Monday, June 24, 2013

Search SQL Server Error Logs Using PowerShell (Get-SqlErrorLog)

Scenario 1:
A new email just arrived – an alert indicating a deadlock occurred right at the beginning of the work day.

Argh.

But I did previously add a couple of trace flags (1204 and 1222) on all our prod instances that give more deadlock info in the error log.  That’ll help.  Someday I’ll get around to monitoring deadlocks with extended events…

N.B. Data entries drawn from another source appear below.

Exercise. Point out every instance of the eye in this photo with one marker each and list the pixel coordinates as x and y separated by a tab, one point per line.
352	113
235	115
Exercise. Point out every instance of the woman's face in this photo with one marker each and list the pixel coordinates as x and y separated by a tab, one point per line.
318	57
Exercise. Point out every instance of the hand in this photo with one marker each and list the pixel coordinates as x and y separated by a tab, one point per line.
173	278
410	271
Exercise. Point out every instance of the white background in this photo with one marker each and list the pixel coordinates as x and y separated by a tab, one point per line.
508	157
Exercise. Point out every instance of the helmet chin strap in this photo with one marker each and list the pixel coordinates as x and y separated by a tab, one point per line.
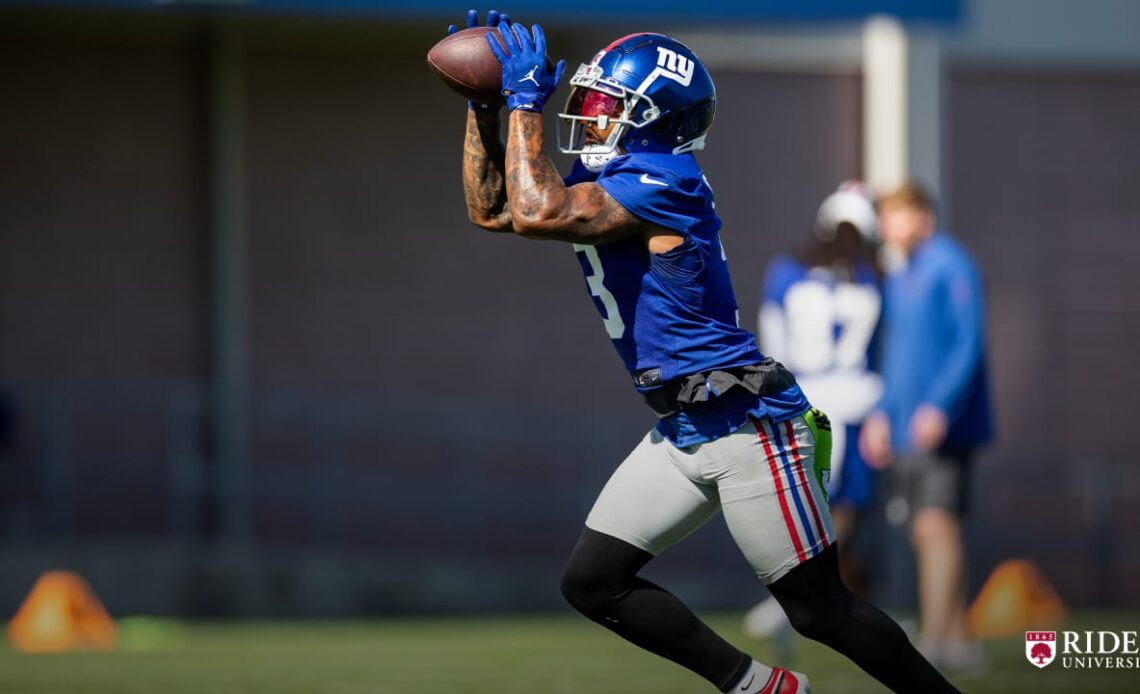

Let me connect to that server in SSMS and drill down through Management –> SQL Server Error Logs… wait a minute.  I’ve searched through Windows event logs before using PowerShell cmdlets, so why am I _clicking_ through a GUI?  This just feels wrong.

There’s surely a cmdlet for this… found it!

image
Not sure why I have multiple copies of commands there – probably
loaded multiple modules or something.

Get-SQLErrorLog from SQL Server PowerShell Extensions (SQLPSX) was exactly what I wanted – a function to return the SQL Server Errorlog.  I know the time of the deadlock because of the error message in my inbox – it was 09:08:55 this morning.

image

Let’s give it a 1 minute window before and after that time:

Get-SqlErrorLog  -sqlserver "SQLTACOPS" | `
Where {$_.LogDate -GT '2013-06-24 09:07:55' -AND $_.LogDate -LT '2013-06-24 09:09:55' } | ft -a

image

Using additional conditions can exclude events such as backups and logins.  Pipelining output to the Export-CSV cmdlet creates a file that can be quickly saved and shared.

Get-SqlErrorLog  -sqlserver "SQLTACOPS" | `
Where {$_.LogDate -GT '2013-06-24 09:07:55' -AND `
       $_.LogDate -LT '2013-06-24 09:09:55' -AND `
       $_.ProcessInfo -NE 'Logon' -AND `
       $_.ProcessInfo -NE 'Backup'} | `
       Export-CSV -NoType 2013-06-24_090855_log_deadlock.csv

image

Scenario 2:
Two databases filled an entire volume with transaction log entries during index maintenance.  The recovery model of the databases was temporarily changed to SIMPLE, logs were shrunk, and the databases were reverted to FULL recovery model.  Even though full backups of the databases were created before and after changing the recovery model, this breaks the backup chain for those databases and my boss requested I log this in the server redbook.  We cycle the error log each night at midnight, and the the recovery models were changed 2 logs (days) ago.  Get-SqlErrorLog has a lognumber parameter, where 0 is the the index of the current log.

Get-SqlErrorLog -lognumber 2 -sqlserver "SQLTACOPS" | `
    Where {$_.LogDate -GT '2013-06-22 13:00' -AND `
    $_.LogDate -LT '2013-06-23 18:00' -AND `
    $_.ProcessInfo -NE 'Logon' -AND `
    $_.ProcessInfo -NE 'Backup'} | `
    Where {$_.text -LIKE 'Setting database option RECOVERY*' } | ft –a

image

The output (including the censored database names) was then copied and pasted into the redbook for that server.  PowerShell can be used as a tool for quick, accurate documentation.

The effort of clicking through a UI to troubleshoot has very little reuse value.  A persisted PowerShell session command line history, transcript, or saved script file can be shared, and used again and again.

A question to ask yourself: If I have to do this two or more times, should I consider investing some time to learn how to access the information/automate the process in PowerShell?